Verantwortung Wer war Schuld an den G20-Krawallen? Viele zeigen jetzt auf die Rote Flora. Doch was für Mechanismen sind hier eigentlich im Spiel?▶Schwerpunkt SEITE 43–45: Sündenbock gesucht
VON Lena Kaiser und Katharina Schipkowski (Text)und Imke Staats (Illustration)
In Hamburg hat nach dem G20-Gipfel die Suche nach einem Schuldigen begonnen. Ein paar Tage lang haben sich verschiedene Akteur*innen gegenseitig zum Sündenbock erklärt: de Maizìere alle Linken, die Hamburger CDU Hamburgs Bürgermeister Olaf Scholz (SPD), die SPD die Rote Flora, manche Linken die ausländischen Autonomen, andere Linke Olaf Scholz und Angela Merkel, weil sie den Gipfel nach Hamburg geholt haben.
Heute, zwei Wochen nach dem Gipfel, hat sich der Fokus verengt. Olaf Scholz und seine SPD versuchen durch unbeirrbare Wiederholung und nach dem Prinzip „Wer am lautesten schreit“ die Rote Flora für die aus dem Ruder gelaufenen Ausschreitungen verantwortlich zu machen. Dabei ist der Vorwurf, dass die Rote Flora irgend etwas mit den Randalierer*innen zu tun hat, durch nichts belegt.

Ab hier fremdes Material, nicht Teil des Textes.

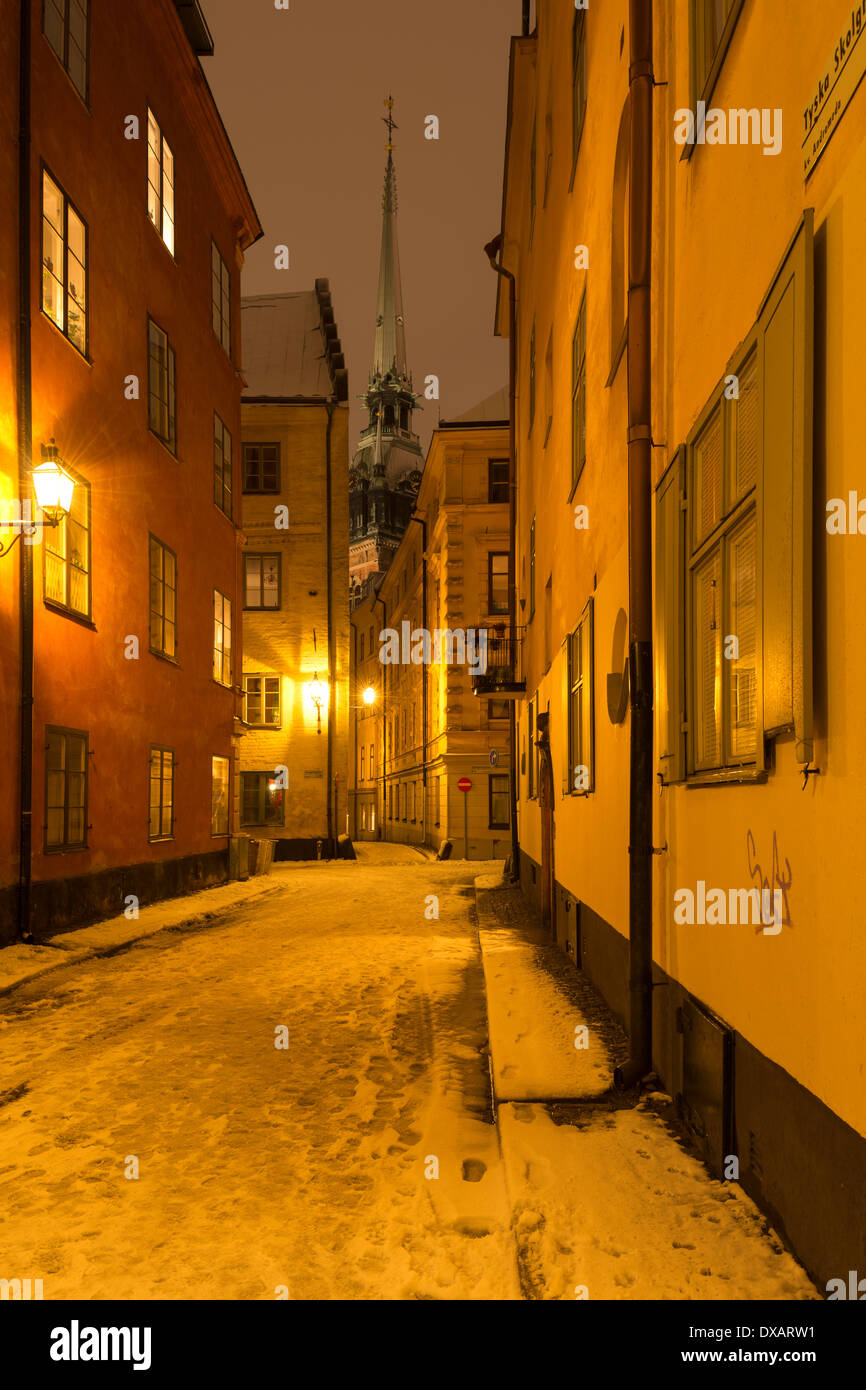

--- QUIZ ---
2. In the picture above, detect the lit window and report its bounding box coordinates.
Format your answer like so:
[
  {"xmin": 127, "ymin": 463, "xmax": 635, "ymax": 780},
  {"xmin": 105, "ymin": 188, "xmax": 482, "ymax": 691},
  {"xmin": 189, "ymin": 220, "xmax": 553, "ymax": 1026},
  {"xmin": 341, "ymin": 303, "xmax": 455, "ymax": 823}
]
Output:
[
  {"xmin": 44, "ymin": 727, "xmax": 88, "ymax": 852},
  {"xmin": 214, "ymin": 589, "xmax": 232, "ymax": 685},
  {"xmin": 147, "ymin": 744, "xmax": 174, "ymax": 840},
  {"xmin": 43, "ymin": 477, "xmax": 90, "ymax": 617},
  {"xmin": 150, "ymin": 535, "xmax": 178, "ymax": 660},
  {"xmin": 147, "ymin": 108, "xmax": 174, "ymax": 256},
  {"xmin": 147, "ymin": 318, "xmax": 178, "ymax": 453},
  {"xmin": 42, "ymin": 0, "xmax": 89, "ymax": 101},
  {"xmin": 210, "ymin": 242, "xmax": 232, "ymax": 357},
  {"xmin": 243, "ymin": 555, "xmax": 279, "ymax": 609},
  {"xmin": 214, "ymin": 416, "xmax": 232, "ymax": 520},
  {"xmin": 42, "ymin": 170, "xmax": 88, "ymax": 356}
]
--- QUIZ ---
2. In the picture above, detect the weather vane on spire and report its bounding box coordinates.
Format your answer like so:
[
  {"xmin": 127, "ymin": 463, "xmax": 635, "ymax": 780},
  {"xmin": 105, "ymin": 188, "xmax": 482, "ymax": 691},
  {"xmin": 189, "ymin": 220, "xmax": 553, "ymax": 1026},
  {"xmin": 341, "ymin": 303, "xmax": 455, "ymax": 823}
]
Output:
[{"xmin": 382, "ymin": 95, "xmax": 399, "ymax": 150}]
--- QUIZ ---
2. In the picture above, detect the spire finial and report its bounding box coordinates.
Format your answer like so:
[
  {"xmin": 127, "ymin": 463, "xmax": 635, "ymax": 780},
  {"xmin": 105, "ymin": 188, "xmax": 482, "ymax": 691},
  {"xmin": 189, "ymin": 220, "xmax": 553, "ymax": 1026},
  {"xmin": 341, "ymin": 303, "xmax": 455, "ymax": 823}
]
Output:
[{"xmin": 382, "ymin": 92, "xmax": 399, "ymax": 153}]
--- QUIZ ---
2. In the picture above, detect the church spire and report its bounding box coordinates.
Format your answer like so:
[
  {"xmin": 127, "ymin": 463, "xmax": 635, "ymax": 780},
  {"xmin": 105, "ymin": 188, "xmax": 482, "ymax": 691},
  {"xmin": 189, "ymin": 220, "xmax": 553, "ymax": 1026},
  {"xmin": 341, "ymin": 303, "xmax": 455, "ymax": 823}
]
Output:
[{"xmin": 371, "ymin": 96, "xmax": 410, "ymax": 384}]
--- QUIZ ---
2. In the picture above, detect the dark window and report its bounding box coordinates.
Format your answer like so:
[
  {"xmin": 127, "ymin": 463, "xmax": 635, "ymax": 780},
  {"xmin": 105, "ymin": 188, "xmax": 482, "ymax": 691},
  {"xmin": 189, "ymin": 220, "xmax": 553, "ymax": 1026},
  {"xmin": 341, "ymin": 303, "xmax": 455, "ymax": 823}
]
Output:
[
  {"xmin": 487, "ymin": 459, "xmax": 509, "ymax": 502},
  {"xmin": 243, "ymin": 676, "xmax": 282, "ymax": 728},
  {"xmin": 42, "ymin": 0, "xmax": 89, "ymax": 101},
  {"xmin": 571, "ymin": 295, "xmax": 587, "ymax": 491},
  {"xmin": 150, "ymin": 535, "xmax": 178, "ymax": 660},
  {"xmin": 487, "ymin": 552, "xmax": 509, "ymax": 613},
  {"xmin": 147, "ymin": 107, "xmax": 174, "ymax": 256},
  {"xmin": 147, "ymin": 744, "xmax": 174, "ymax": 840},
  {"xmin": 44, "ymin": 727, "xmax": 88, "ymax": 853},
  {"xmin": 243, "ymin": 555, "xmax": 281, "ymax": 609},
  {"xmin": 488, "ymin": 773, "xmax": 512, "ymax": 830},
  {"xmin": 42, "ymin": 477, "xmax": 90, "ymax": 617},
  {"xmin": 147, "ymin": 318, "xmax": 178, "ymax": 453},
  {"xmin": 243, "ymin": 443, "xmax": 279, "ymax": 492},
  {"xmin": 214, "ymin": 416, "xmax": 232, "ymax": 520},
  {"xmin": 210, "ymin": 242, "xmax": 232, "ymax": 357},
  {"xmin": 42, "ymin": 170, "xmax": 88, "ymax": 357}
]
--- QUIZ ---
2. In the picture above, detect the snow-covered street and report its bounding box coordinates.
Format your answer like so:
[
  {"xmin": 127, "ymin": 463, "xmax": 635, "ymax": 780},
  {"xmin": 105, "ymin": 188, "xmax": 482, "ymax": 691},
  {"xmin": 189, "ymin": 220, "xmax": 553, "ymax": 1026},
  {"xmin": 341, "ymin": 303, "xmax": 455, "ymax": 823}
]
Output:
[{"xmin": 0, "ymin": 847, "xmax": 815, "ymax": 1300}]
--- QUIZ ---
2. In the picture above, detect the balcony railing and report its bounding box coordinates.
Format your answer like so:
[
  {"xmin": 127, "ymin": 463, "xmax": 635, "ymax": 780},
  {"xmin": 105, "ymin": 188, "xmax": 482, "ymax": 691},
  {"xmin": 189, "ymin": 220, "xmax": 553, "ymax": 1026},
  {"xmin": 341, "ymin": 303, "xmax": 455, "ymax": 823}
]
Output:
[{"xmin": 473, "ymin": 623, "xmax": 527, "ymax": 699}]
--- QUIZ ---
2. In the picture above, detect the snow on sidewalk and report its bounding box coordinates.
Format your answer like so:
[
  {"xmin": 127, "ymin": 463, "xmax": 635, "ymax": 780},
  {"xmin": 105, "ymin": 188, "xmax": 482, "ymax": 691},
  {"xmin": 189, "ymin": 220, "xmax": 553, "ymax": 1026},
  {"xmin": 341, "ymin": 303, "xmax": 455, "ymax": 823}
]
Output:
[{"xmin": 499, "ymin": 1105, "xmax": 817, "ymax": 1301}]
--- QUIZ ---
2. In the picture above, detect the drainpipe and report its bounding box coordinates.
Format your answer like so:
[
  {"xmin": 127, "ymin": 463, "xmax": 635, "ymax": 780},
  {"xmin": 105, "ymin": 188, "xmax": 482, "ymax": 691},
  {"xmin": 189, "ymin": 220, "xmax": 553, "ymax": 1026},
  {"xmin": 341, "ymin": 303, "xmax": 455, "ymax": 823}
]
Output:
[
  {"xmin": 484, "ymin": 236, "xmax": 517, "ymax": 883},
  {"xmin": 325, "ymin": 399, "xmax": 336, "ymax": 859},
  {"xmin": 373, "ymin": 594, "xmax": 388, "ymax": 841},
  {"xmin": 18, "ymin": 0, "xmax": 33, "ymax": 941},
  {"xmin": 409, "ymin": 516, "xmax": 427, "ymax": 806},
  {"xmin": 614, "ymin": 0, "xmax": 653, "ymax": 1087}
]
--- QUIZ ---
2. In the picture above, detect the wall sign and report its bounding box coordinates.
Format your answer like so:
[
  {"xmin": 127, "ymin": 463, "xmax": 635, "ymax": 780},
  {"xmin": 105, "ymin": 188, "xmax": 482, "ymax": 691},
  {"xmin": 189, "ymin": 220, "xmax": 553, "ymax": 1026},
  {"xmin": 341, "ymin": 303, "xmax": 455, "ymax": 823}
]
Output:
[{"xmin": 801, "ymin": 0, "xmax": 866, "ymax": 179}]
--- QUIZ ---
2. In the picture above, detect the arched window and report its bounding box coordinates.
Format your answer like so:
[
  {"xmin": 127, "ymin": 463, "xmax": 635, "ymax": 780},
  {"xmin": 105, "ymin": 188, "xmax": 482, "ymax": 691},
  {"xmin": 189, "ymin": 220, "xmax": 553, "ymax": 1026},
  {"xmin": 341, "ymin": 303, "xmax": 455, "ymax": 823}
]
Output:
[{"xmin": 609, "ymin": 99, "xmax": 631, "ymax": 384}]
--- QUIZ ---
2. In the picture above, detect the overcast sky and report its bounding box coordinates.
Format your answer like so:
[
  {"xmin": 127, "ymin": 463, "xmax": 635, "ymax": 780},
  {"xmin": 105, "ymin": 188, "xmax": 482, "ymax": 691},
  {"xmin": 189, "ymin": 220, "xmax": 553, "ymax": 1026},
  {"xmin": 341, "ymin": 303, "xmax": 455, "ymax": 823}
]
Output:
[{"xmin": 203, "ymin": 0, "xmax": 521, "ymax": 448}]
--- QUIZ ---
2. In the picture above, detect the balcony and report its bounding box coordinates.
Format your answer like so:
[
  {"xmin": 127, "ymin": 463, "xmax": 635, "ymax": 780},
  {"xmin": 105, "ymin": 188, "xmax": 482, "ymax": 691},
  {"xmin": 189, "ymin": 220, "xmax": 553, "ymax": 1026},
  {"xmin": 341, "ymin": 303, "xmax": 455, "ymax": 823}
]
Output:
[{"xmin": 473, "ymin": 623, "xmax": 527, "ymax": 699}]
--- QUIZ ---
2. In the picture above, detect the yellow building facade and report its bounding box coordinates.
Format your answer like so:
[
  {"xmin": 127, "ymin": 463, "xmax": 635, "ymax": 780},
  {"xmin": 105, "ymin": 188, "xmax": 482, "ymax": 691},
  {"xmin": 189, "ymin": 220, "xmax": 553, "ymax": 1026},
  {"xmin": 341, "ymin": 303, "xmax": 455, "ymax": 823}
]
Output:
[
  {"xmin": 352, "ymin": 395, "xmax": 512, "ymax": 859},
  {"xmin": 239, "ymin": 287, "xmax": 349, "ymax": 859},
  {"xmin": 496, "ymin": 0, "xmax": 866, "ymax": 1282}
]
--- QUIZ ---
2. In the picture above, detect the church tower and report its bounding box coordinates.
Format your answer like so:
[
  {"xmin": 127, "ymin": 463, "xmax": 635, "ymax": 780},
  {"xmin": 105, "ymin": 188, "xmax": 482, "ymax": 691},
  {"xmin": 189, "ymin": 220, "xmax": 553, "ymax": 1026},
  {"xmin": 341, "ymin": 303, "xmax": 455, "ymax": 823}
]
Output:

Einen Sündenbock zu suchen, dem man die Schuld zuschieben kann, ist ein Phänomen, das die Entwicklungsgeschichte der Menschheit seit jeher begleitet. Interessant ist, dass es dabei nie um den wirklich Schuldigen geht. „Man verortet die Schuld in einem anderen, um sie dort aufs Schärfste zu bekämpfen“, erklärt die Psychoanalytikerin Diana Pflichthofer. Die Schärfe, mit der dann vorgegangen werde, sei häufig ein Ausdruck davon, wie stark man die eigene – aber eben abgewehrte und damit nicht bewusste Schuld – einschätze.
Übertragen auf das Hamburger Szenario heißt das, der angekündigte harte Kurs der SPD gegen Deutschlands am längsten besetztes Kulturzentrum gleicht einem Schuldeingeständnis. Aber einem unbewussten: Scholz und Grote könnten demnach ihre eigene Schuld ahnen, sie aber abwehren und in der Roten Flora verorten. Das ist praktisch. Da können sie sie bekämpfen. Sie ist für Hamburgs Politik greifbar. Deshalb soll deren Kopf rollen, damit Olaf Scholz seinen behalten kann.
Das Verhalten der SPD ist billig und durchschaubar, aber es erfüllt seinen Zweck für die Psychohygiene. Die Saubermänner von der SPD wollen aufräumen. Ein großes Aufräumbedürfnis verweist häufig auf ein großes inneres Chaos.